There had been rumors all winter that the Rangers might be interested in Hader, too. The Astros get him instead. And maybe, after the way the two teams played each other to the last day of the regular season and then played that pretty wonderful seven-game series, the rivalry between the two Texas teams will continue to be one of the best in the sport, and not just because of geography.

Chris Young, who runs the Rangers, clearly wants to build something to last the way the Astros have become this kind of consistent powerhouse. The Braves haven’t been to seven League Championship Series in a row, and neither have the Dodgers. The Astros sure have.

Starting in ’17, the Astros have played in 19 postseason series and 97 postseason games. They won two World Series (2017 and '22) and lost two ('19, '21), and we’ve already talked about how close they were to winning in ’19 when they had a 3-2 lead over Washington, and how close they were to making it back to the Series when they were just ahead of the Rangers 3-2 in the '23 ALCS.

Now they add Hader to what is largely the same team that went toe-to-toe with the Rangers. They will have Justin Verlander, who returned to the Astros from the Mets at the Trade Deadline, for a full season. The stars who have been with them throughout the run, starting with Jose Altuve and Alex Bregman, are still there. So are Yordan Alvarez and Kyle Tucker. So is the kid, Jeremy Peña, who replaced Carlos Correa at shortstop.
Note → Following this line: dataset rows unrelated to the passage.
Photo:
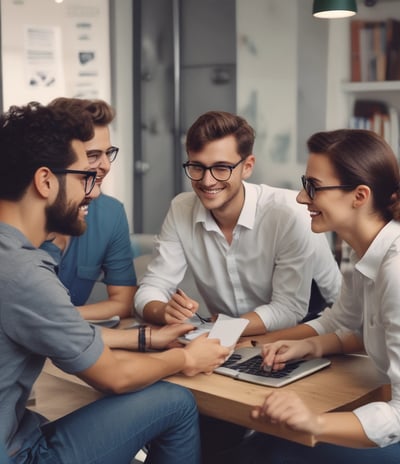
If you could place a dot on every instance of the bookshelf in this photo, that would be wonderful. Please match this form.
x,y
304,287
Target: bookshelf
x,y
373,89
371,86
385,92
Other than the 29-year-old Hader, who has been Reliever of the Year three times and whose strikeout-per-nine number is a whopping 15.0, the biggest change for the Astros this season will be in the dugout, where Joe Espada replaces the great Dusty Baker. So they’ve changed managers. We’ve seen them change general managers three times across this run, starting when Jeff Luhnow lost his job after the 2019 season because of the sign-stealing scandal.

But what has not changed with the Astros, at least so far, is that they just keep winning. The rest of baseball can just watch as the center continues to hold at Houston. You might not love them if you’re a fan of any of the other 29 teams, but you also need to wonder who might next come along to have a seven-year run like this one ever again.

By the way? None of this means the new manager doesn’t see areas where he thinks the team can get better across the long season, and then into another postseason.

“We know this is what winning looks like, yes, but we need to continue to push and be better and continue to be better at doing the small stuff,” Espada said recently. “As a team, last year, sometimes we lacked on doing the small stuff, doing those things well. I think those are the areas that I need to make sure that we cover and we go over and we get better at.”

Houston came as close as you can come to going back to the World Series, was one more Game 7 win from a chance to be the first team since the Yankees of 1999-2000 to win the Series two years in a row.

It had been a quiet baseball winter for them until Hader. Then the Astros stepped up and added an elite closer to an already formidable bullpen. The Astros just got better. Joe Espada is right. They know what winning looks like. And keep coming.